Várias ações que são abertas na Justiça possuem temas muitos parecidos. Assim, na tentativa de uniformizar decisões sobre tais temas são criadas as súmulas, que são orientações para os órgãos decisores.

As súmulas, entretanto, são apenas orientações. Ou seja, nenhum juiz é obrigado a tomar uma decisão de acordo com o que diz a súmula.

Por exemplo, há a criação de uma súmula que diz que a pensão alimentícia só pode ser paga até os dezoito anos. Os juízes podem tomar suas decisões em processos de exoneração de pensão com base nesta súmula ou não.

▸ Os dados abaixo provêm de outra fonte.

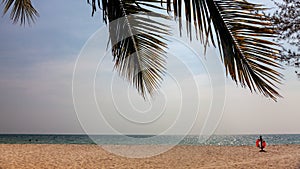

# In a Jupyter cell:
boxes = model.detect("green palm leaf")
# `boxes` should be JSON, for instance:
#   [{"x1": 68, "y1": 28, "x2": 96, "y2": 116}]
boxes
[
  {"x1": 2, "y1": 0, "x2": 39, "y2": 25},
  {"x1": 167, "y1": 0, "x2": 282, "y2": 100},
  {"x1": 98, "y1": 0, "x2": 170, "y2": 98}
]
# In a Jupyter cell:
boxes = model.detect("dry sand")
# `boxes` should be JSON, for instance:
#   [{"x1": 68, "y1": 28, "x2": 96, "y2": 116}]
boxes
[{"x1": 0, "y1": 144, "x2": 300, "y2": 169}]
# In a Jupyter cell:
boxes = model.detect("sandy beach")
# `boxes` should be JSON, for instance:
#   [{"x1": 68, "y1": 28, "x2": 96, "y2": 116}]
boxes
[{"x1": 0, "y1": 144, "x2": 300, "y2": 169}]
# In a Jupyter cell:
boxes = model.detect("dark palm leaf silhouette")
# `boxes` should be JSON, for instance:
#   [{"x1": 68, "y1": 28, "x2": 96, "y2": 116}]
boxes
[
  {"x1": 3, "y1": 0, "x2": 282, "y2": 100},
  {"x1": 2, "y1": 0, "x2": 39, "y2": 25}
]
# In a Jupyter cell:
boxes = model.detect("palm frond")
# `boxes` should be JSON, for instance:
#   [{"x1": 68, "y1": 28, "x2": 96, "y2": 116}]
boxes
[
  {"x1": 102, "y1": 0, "x2": 170, "y2": 98},
  {"x1": 167, "y1": 0, "x2": 282, "y2": 101},
  {"x1": 2, "y1": 0, "x2": 39, "y2": 25}
]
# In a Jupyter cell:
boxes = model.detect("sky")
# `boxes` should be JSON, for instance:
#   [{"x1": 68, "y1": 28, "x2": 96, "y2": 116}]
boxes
[{"x1": 0, "y1": 0, "x2": 300, "y2": 134}]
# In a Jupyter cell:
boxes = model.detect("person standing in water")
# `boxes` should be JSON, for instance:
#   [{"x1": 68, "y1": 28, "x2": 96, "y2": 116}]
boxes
[{"x1": 256, "y1": 135, "x2": 267, "y2": 152}]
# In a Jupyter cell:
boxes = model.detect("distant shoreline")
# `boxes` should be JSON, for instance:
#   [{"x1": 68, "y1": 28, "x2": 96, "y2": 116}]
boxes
[
  {"x1": 0, "y1": 144, "x2": 300, "y2": 169},
  {"x1": 0, "y1": 134, "x2": 300, "y2": 146}
]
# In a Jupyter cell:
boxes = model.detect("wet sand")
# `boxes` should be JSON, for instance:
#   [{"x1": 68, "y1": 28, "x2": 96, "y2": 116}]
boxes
[{"x1": 0, "y1": 144, "x2": 300, "y2": 169}]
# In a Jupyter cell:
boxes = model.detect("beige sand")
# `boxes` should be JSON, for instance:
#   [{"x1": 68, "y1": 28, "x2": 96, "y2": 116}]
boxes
[{"x1": 0, "y1": 144, "x2": 300, "y2": 169}]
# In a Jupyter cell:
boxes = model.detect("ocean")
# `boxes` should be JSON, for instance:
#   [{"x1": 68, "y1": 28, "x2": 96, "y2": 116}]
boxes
[{"x1": 0, "y1": 134, "x2": 300, "y2": 146}]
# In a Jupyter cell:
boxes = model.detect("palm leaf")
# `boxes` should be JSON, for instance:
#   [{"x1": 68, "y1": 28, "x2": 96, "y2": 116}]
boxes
[
  {"x1": 167, "y1": 0, "x2": 282, "y2": 100},
  {"x1": 96, "y1": 0, "x2": 170, "y2": 98},
  {"x1": 2, "y1": 0, "x2": 282, "y2": 100},
  {"x1": 2, "y1": 0, "x2": 39, "y2": 25}
]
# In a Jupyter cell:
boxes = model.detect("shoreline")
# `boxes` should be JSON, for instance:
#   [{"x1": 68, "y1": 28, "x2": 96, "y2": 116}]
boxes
[{"x1": 0, "y1": 144, "x2": 300, "y2": 169}]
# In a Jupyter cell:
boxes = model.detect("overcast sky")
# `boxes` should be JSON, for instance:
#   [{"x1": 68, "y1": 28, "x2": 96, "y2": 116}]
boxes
[{"x1": 0, "y1": 0, "x2": 300, "y2": 134}]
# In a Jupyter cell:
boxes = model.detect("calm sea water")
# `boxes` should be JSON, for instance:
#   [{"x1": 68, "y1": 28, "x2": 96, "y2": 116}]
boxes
[{"x1": 0, "y1": 134, "x2": 300, "y2": 146}]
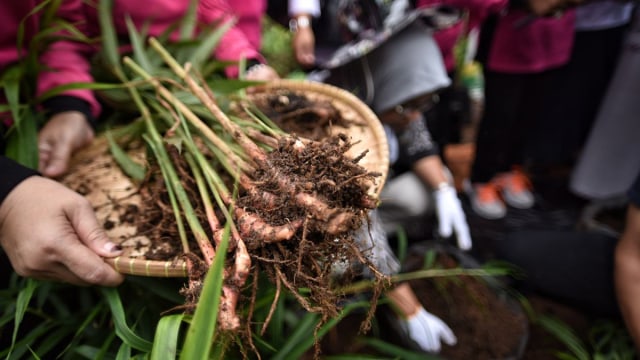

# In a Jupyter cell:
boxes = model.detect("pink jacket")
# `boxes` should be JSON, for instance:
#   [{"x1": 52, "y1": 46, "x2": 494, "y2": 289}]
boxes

O que é súmula vinculante?

Em alguns casos, no entanto, os juízes são obrigados a seguir a orientação da súmula. Isso acontece sempre que a súmula é de caráter vinculante.

As súmulas vinculantes são editadas pelo Supremo Tribunal Federal (STF). Para isso acontecer, no entanto, não basta a vontade dos ministros do STF. Antes de mais nada, é necessário que várias decisões já tenham sido tomadas naquele sentido e devem ser editadas em plenária por dois terços dos membros do STF.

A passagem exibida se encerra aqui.